他掃視宴會全場,謝爾毫無蹤影,最後看到謝爾的那個角落,現在一個人也沒有。

他的臉色很不好看,心裏閃過一個念頭——

謝爾又跑了?

不,不可能。他已經和謝爾達成共識,近期也沒做什麽為難人的事,對方沒必要逃跑。

還是那群家夥把謝爾帶到了什麽地方?有人敢在他的眼皮子底下謀劃綁架案?

付上鈞唇線繃緊,心中的思緒變幻莫測,冷著臉給謝爾發了簡訊。

五分鐘過去了,沒人回。

某些缺乏察言觀色能力的家夥,還在不長眼的往他身邊湊,付上鈞煩躁的捏了捏鼻梁,大步穿過人群,去到謝爾曾經呆過的地方,環視四周。

偏偏是個監控死角。

他板著臉調出會場的監控,不死心的翻找一番,什麽痕跡都沒有。

付上鈞的眉頭緊皺,仔細回憶,當時與謝爾在一起的有兩個熟面孔和兩個生面孔。

他當即將這四人的面貌特征發給三階,調查兩位生面孔的基本信息,以及所有人的行蹤軌跡。

三階一邊用數據庫快速篩查,一邊小心翼翼的提出自己的想法:“主人?謝爾或許只是去衛生間了……”

付上鈞沈默不語,調出光腦頁面,一陣敲打之後,光腦投射出一張3D版星游大廈地圖。

幾條螢綠色的線條與一條深紅色線條交織,很明顯,紅色是謝爾的行徑路線,和其他人一起,他們乘坐電梯前往星游大廈頂層。

付上鈞作為星游大廈的主人,怎麽會不知道頂層是什麽場所?

他立刻意識到了什麽,目光冷凝成冰,即便如此,他還是不斷告誡自己,不要亂下結論。

付上鈞面無表情的給謝爾發去視訊申請。

沒人接。

再播一條。還是沒人接。

付上鈞的氣場頓時冷得像北極,周圍的賓客遲疑著沒敢靠近,都在遠處小聲議論,猜測星網是不是出現了什麽變故。
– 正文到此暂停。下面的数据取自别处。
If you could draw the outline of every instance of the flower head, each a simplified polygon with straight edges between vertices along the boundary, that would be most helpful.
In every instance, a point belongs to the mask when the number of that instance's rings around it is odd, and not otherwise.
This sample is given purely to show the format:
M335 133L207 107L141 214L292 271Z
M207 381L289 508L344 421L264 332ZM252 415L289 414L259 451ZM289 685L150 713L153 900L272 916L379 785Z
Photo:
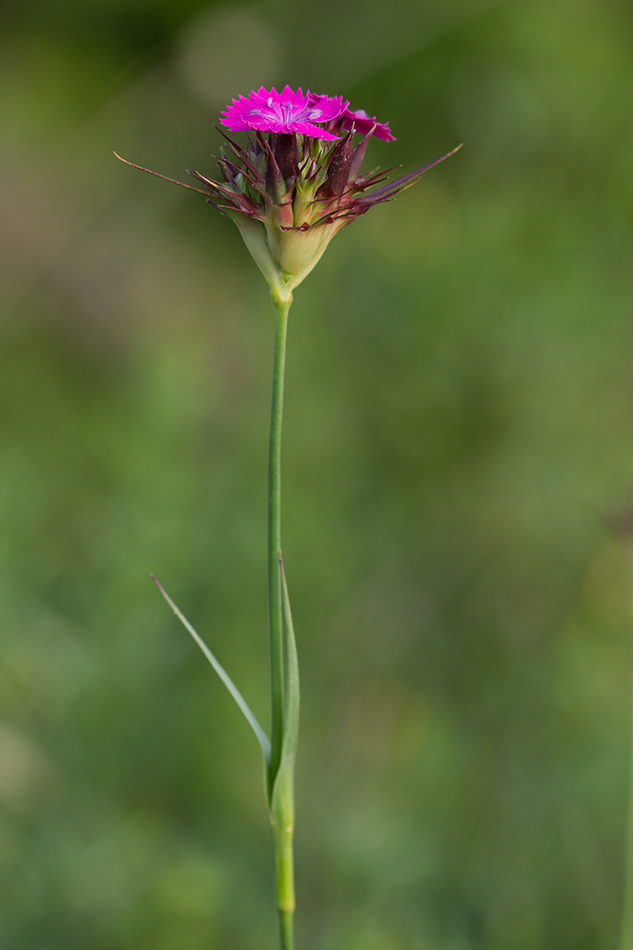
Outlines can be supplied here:
M223 133L228 146L217 161L221 180L192 171L204 190L175 183L205 195L235 222L277 301L292 298L335 234L457 151L383 184L386 174L363 175L362 164L372 137L393 141L388 123L350 109L342 96L289 86L282 92L262 86L234 99L221 121L248 133L245 147Z

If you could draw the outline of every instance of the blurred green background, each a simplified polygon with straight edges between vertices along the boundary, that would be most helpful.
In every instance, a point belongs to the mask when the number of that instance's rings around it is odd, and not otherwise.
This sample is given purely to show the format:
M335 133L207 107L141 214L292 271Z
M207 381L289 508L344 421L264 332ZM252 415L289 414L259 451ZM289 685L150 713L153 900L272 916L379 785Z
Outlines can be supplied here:
M274 313L212 174L232 96L464 149L295 294L284 554L299 950L610 950L633 557L624 0L0 11L0 947L276 946ZM630 519L629 519L630 526Z

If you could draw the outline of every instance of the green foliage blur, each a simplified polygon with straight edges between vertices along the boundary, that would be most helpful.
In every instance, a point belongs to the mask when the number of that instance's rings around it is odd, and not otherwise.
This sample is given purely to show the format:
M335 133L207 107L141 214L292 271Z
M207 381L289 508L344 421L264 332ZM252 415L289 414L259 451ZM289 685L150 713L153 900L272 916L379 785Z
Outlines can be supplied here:
M611 950L632 693L633 9L0 9L0 948L276 946L274 311L213 174L232 96L462 151L295 293L284 557L299 950ZM628 533L627 533L628 531Z

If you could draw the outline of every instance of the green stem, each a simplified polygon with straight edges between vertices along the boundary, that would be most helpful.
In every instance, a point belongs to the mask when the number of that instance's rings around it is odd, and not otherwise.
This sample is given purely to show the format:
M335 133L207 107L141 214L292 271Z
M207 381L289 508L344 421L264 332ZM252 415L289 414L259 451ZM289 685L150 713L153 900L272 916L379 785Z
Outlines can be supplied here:
M268 629L270 635L270 682L272 695L271 752L268 767L268 795L279 769L284 725L284 644L283 599L281 589L281 424L284 403L286 336L292 300L277 303L273 398L268 445Z
M292 921L295 910L294 857L292 838L295 827L294 767L299 735L299 661L290 597L281 554L281 589L284 629L284 738L281 760L270 802L270 818L275 843L277 872L277 908L281 923L282 950L292 950Z
M293 950L293 919L295 912L294 857L292 835L294 831L294 807L292 788L282 793L276 814L272 818L275 845L275 871L277 875L277 910L281 927L281 950Z
M281 563L281 427L288 312L292 297L276 300L275 362L268 454L268 620L272 696L271 751L267 771L281 950L293 950L293 768L298 725L298 674L288 592ZM293 665L289 667L289 663Z

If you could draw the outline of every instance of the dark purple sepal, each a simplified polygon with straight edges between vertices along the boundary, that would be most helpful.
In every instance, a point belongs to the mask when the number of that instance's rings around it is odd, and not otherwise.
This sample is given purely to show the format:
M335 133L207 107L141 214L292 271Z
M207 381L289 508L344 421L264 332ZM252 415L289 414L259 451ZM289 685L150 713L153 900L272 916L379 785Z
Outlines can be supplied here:
M296 179L298 174L299 150L297 136L288 132L280 132L275 142L275 160L279 171L288 182L289 178Z
M268 142L266 142L266 191L275 205L280 205L288 193L284 176L281 174Z
M342 195L350 181L350 168L354 158L352 133L348 132L344 139L332 149L327 168L327 178L322 186L325 194Z
M368 132L354 149L354 156L349 169L349 180L351 182L356 181L356 179L360 176L360 170L363 166L363 162L365 161L365 152L367 151L367 146L369 145L371 135L371 132Z

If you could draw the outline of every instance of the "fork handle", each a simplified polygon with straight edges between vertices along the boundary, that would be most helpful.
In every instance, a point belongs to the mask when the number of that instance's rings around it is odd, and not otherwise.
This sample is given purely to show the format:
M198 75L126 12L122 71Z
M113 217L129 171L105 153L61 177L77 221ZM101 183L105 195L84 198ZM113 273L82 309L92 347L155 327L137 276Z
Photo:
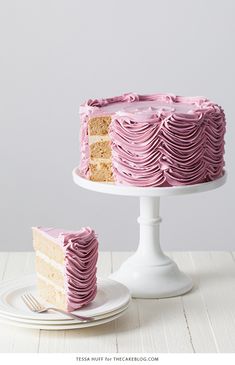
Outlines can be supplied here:
M53 310L55 312L65 314L66 316L68 316L70 318L80 319L81 321L93 321L95 319L94 317L84 317L84 316L80 316L78 314L73 314L73 313L70 313L70 312L66 312L66 311L63 311L62 309L58 309L58 308L54 308L54 307L49 307L49 308L47 308L47 310Z

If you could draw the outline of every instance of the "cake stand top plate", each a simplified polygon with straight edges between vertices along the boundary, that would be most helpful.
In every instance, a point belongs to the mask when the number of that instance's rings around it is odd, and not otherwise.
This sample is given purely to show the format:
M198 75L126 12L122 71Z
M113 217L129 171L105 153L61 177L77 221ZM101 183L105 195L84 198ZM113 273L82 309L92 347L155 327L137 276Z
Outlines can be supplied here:
M227 178L226 172L222 177L217 180L185 186L170 186L170 187L137 187L128 185L115 185L113 183L100 183L85 179L79 174L79 168L75 167L73 170L73 180L75 184L82 188L96 191L99 193L113 194L113 195L127 195L127 196L149 196L149 197L160 197L160 196L171 196L171 195L183 195L200 193L217 189L222 186Z

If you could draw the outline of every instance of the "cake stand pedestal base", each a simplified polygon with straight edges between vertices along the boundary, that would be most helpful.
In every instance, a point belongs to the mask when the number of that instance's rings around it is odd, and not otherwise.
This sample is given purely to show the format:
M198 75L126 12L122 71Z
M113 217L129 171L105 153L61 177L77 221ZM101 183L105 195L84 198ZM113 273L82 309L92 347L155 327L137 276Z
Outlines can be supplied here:
M192 280L181 272L160 246L160 197L199 193L217 189L226 173L217 180L186 186L136 187L94 182L85 179L79 168L73 170L74 182L82 188L104 194L140 198L140 241L137 251L110 277L126 285L136 298L165 298L189 291Z
M136 266L135 258L126 261L110 278L126 285L133 298L168 298L192 289L191 278L174 261L165 265Z
M126 285L136 298L165 298L189 291L192 280L166 256L160 246L159 197L140 198L140 242L134 255L110 278Z

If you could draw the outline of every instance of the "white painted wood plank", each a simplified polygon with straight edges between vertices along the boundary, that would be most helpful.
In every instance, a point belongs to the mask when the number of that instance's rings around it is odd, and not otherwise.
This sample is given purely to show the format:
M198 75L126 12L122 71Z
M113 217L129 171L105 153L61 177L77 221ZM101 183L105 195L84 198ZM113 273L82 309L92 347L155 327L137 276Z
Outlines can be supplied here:
M26 262L24 266L24 274L35 274L35 253L26 253Z
M200 290L219 352L235 352L235 265L229 252L194 252Z
M97 276L111 273L111 254L100 252ZM39 352L116 352L115 322L72 331L41 331Z
M217 344L208 320L207 310L199 287L197 272L187 252L173 254L174 261L185 274L192 277L193 289L182 296L182 305L192 346L195 352L217 352Z
M140 335L144 352L168 352L162 304L157 299L138 299Z
M0 280L3 279L8 261L8 252L0 252Z
M7 267L4 270L4 280L17 279L19 274L24 275L35 272L34 252L10 252L6 255L8 255L8 259Z
M31 253L10 253L3 279L14 279L28 273L31 258ZM37 352L38 342L38 330L0 323L0 352Z
M112 253L113 271L131 255L130 252ZM127 312L116 321L117 352L143 352L140 333L138 300L132 299Z
M194 352L184 317L181 297L159 299L159 311L162 314L168 352Z
M115 321L83 330L66 331L65 352L116 352Z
付上鈞無視眾人的反應,努力調整自己失控邊緣的暴躁情緒,冷冷的吩咐三階:“聯系湯姬,他們到底去幹什麽了?”

三階得令,立馬連線湯姬。

剎那間的數據交流中,三階呆楞了一秒,但出於職業道德,它還是如實的將一切告知付上鈞:“主人,他們在一起泡澡。”

付上鈞的臉色瞬間黑如鍋底,差點把腕上的光腦捏碎,他沈著臉正要開口,就聽到身後有人喊:“付先生。”

付上鈞回頭,眉頭並沒有舒展,聲音裏仿佛含著冰渣:“你去哪兒了?”

“去了趟花園,給艾倫做心理輔導。”“謝爾”乖巧的回應,似乎察覺到他情緒不佳,故作俏皮的沖他眨了眨眼。

“……”付上鈞無語至極,只覺得這是個荒謬的爛借口,反問道,“你給艾倫做心理輔導?”

艾倫對謝爾恨之入骨,怎麽可能和謝爾和平相處,甚至心理輔導的一天?

“謝爾”巧然一笑,理所當然道:“對啊,畢竟我是他的心理醫生。”

付上鈞眉頭皺得更深,惱火逐漸被古怪所取代,他望了一眼“謝爾”,總覺得對方哪裏怪怪的,又說不上到底哪裏奇怪。

三階在謝爾身邊轉悠,27個小方塊不斷的旋轉拼接,小嘴叭叭的替付上鈞追問道:“謝爾,主人剛剛可擔心你了。你剛剛怎麽不回通訊?”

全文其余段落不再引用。